Every young person should read it. It’s not only a page-turning thriller but a prescient – a necessary – story of our times. (Catherine Bruton, author of Following Frankenstein.)

Buy the book here.

About Joanna Nadin

A former broadcast journalist and special adviser to the prime minister, since leaving politics I’ve written more than 80 books for children and adults, as well as speeches for politicians, and articles for newspapers and magazines like The Guardian, Red and The Amorist. I also lecture in Creative Writing at Bath Spa University, and hold a doctorate in young adult literature. I’m a winner of the Fantastic Book Award and the Surrey Book Award, and have been shortlisted for the Roald Dahl Funny Prize, the Booktrust Best Book award and Queen of Teen among others, and twice nominated for the Carnegie Medal, for Everybody Hurts, and for Joe All Alone, which is now a BAFTA-winning and Emmy-nominated BBC TV series.

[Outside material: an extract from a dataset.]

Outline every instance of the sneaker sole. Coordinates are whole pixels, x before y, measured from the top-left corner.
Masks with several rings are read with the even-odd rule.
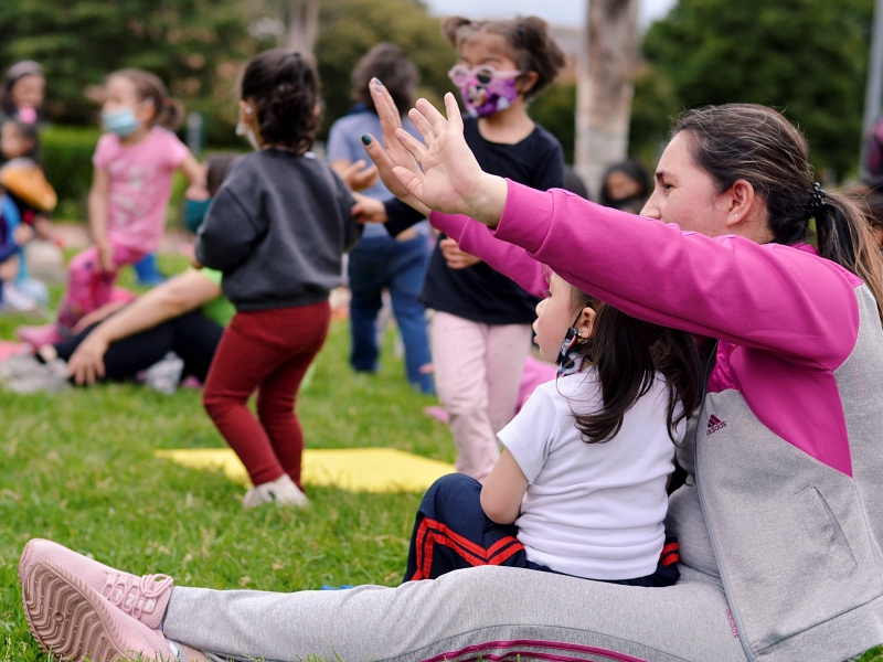
[[[92,662],[136,659],[125,652],[119,615],[78,577],[40,560],[26,579],[22,583],[24,615],[38,643],[53,658],[88,658]]]

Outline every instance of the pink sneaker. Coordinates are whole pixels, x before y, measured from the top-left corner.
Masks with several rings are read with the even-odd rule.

I've also worked with Sir Chris Hoy on the Flying Fergus series and ghost-written Angry Birds under another name. I like London, New York, Essex, tea, cake, Marmite, mint imperials, prom dresses, pubs, that bit in the West Wing where Donna tells Josh she wouldn’t stop for a red light if he was in an accident, junk shops, crisps, Cornwall, St Custard’s, Portuguese custard tarts, political geeks, pin-up swimsuits, the Regency, high heels, horses, old songs, my Grandma’s fur coat, vinyl, liner notes, the smell of old books, the feel of a velveteen monkey, Guinness, quiffs, putting my hand in a bin of chicken feed, the 1950s, burlesque, automata, fiddles, flaneuring, gigs in fields on warm summer nights, Bath, the bath.